# Will draw you for practice and improvement!



## daniluni (Oct 30, 2014)

Im an artist in training and Im also studying animation, I'd like to improve my style and develop my uniqueness in it, I know I have to learn how to draw realistic faces and stuff, but for now I'd like to perfectionate my style and to get it consistent,I dont have only one style Though, but they are pretty similar anyways. 









this is my picture of @QueenSuzanna , based on her profile photo, what do you guys think?

Ill practice poses,expressions and perspective!

NEW PIC! 







@Versatility 's pic! based on this one








ALSO: Will Animate!


----------



## QueenSuzanna (Dec 21, 2014)

Aww thanks, girl! I didn't know you were into art!^^ Is drawing your favorite outlet? Do you like painting or sculpting too?


----------



## daniluni (Oct 30, 2014)

QueenSuzanna said:


> Aww thanks, girl! I didn't know you were into art!^^ Is drawing your favorite outlet? Do you like painting or sculpting too?



Oh, I absolutely love drawing, I tried to sculpt but I think drawing is better for me, specially creating characters.


----------



## NothingElse (Nov 26, 2014)

You can draw me. What do you need?


----------



## daniluni (Oct 30, 2014)

NothingElse said:


> You can draw me. What do you need?


Just a photo of yourself, if you can it can be high quality please nwn


----------



## NothingElse (Nov 26, 2014)

These two might be fun (from my college years; I am not quite as dramatic these days).










__
Sensitive content, not recommended for those under 18
Show Content









If you'd prefer one without "props," just let me know.


----------



## QueenSuzanna (Dec 21, 2014)

daniluni said:


> Oh, I absolutely love drawing, I tried to sculpt but I think drawing is better for me, specially creating characters.

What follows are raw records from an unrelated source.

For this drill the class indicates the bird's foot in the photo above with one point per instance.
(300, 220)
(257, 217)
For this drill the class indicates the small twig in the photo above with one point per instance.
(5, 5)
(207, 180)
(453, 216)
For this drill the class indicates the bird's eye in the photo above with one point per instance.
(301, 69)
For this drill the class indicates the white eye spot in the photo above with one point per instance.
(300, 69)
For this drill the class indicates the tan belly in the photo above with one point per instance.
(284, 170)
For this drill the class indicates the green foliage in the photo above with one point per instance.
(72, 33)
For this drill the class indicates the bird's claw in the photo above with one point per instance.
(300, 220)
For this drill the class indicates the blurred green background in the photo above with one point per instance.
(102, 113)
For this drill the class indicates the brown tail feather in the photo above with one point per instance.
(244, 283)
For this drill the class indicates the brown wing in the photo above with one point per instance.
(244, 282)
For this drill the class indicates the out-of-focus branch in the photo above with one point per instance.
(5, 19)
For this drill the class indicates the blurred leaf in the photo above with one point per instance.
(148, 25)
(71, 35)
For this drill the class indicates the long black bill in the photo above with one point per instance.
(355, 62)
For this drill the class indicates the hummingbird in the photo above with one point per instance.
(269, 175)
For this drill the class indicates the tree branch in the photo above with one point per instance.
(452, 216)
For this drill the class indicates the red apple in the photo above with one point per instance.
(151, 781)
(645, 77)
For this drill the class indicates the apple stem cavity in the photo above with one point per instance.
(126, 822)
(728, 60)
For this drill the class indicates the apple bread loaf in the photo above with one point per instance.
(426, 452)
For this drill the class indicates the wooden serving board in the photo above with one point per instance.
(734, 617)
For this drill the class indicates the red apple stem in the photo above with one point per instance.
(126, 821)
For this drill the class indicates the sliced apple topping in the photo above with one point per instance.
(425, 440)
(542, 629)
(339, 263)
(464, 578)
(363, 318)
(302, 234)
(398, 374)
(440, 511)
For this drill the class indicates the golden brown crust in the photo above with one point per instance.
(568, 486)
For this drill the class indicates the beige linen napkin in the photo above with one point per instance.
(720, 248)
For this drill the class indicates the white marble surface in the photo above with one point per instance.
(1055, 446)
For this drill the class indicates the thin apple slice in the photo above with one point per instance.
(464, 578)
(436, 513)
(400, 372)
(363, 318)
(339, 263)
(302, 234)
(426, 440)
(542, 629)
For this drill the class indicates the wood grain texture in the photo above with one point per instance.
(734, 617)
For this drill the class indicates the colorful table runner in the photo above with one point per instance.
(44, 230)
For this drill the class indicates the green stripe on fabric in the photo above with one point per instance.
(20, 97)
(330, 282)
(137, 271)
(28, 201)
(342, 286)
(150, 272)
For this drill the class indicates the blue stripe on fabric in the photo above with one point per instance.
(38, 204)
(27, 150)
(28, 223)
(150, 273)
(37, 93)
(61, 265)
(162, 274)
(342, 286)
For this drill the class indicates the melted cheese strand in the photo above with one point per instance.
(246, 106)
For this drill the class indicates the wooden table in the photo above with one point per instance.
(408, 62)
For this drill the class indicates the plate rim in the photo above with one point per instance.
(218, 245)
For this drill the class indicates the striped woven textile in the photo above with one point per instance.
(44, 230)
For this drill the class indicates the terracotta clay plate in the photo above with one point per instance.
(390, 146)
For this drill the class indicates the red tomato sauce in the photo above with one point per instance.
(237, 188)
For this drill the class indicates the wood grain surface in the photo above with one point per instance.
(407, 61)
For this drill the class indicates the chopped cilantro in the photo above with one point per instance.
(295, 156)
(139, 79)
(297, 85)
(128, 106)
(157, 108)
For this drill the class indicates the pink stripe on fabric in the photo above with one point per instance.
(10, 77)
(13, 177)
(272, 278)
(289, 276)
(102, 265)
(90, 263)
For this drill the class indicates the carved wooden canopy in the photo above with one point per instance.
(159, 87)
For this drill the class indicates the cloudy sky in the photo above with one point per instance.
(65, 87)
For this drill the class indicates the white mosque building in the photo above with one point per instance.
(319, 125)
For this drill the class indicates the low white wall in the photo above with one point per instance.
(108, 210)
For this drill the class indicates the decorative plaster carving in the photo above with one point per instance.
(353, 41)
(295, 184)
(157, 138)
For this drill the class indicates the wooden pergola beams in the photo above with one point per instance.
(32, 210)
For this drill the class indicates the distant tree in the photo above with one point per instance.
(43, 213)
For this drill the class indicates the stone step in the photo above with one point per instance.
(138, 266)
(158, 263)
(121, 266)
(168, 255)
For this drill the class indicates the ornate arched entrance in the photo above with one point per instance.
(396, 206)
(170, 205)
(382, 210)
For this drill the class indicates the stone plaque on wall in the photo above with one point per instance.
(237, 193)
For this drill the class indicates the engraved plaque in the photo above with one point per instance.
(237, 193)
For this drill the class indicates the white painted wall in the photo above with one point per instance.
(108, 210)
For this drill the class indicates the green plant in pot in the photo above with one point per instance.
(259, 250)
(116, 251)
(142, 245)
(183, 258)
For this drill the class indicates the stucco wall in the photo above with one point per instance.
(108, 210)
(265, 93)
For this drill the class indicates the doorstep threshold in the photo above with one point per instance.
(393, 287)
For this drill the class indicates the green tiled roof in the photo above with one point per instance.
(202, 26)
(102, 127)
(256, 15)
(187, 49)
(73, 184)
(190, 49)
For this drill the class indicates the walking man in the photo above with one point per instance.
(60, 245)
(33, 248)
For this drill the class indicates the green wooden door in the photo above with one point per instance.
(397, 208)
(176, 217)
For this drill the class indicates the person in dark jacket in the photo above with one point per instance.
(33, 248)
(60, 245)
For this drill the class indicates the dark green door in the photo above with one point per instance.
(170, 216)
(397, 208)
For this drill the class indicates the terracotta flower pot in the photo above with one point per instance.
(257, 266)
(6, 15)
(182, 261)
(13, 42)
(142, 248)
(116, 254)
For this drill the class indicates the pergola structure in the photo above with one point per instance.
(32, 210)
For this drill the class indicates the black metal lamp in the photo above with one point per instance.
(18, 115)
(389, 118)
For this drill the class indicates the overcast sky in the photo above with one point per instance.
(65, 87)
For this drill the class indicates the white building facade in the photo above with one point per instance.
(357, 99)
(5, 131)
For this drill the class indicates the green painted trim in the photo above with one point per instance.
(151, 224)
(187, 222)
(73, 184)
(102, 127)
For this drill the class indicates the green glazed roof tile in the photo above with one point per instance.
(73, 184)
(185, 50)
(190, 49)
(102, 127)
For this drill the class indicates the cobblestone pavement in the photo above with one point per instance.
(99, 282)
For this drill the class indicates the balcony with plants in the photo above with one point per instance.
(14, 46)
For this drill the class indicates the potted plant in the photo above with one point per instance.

Oh cool!! Do you have any OCs?


----------



## daniluni (Oct 30, 2014)

QueenSuzanna said:


> Oh cool!! Do you have any OCs?


I have a lot! I even made a thread asking for help to know the mbti type of some of them


----------



## Versatility (Feb 19, 2013)

That's Awesome!!

Cant wait for the animated one.


----------



## daniluni (Oct 30, 2014)

NothingElse said:


> These two might be fun (from my college years; I am not quite as dramatic these days).
> 
> View attachment 246618
> 
> ...


would you like to be drawn as a winged humanoid


----------



## daniluni (Oct 30, 2014)

NothingElse said:


> These two might be fun (from my college years; I am not quite as dramatic these days).
> 
> View attachment 246618
> 
> ...


would you like to be drawn as a winged humanoid


----------



## NothingElse (Nov 26, 2014)

daniluni said:


> would you like to be drawn as a winged humanoid


Please!


----------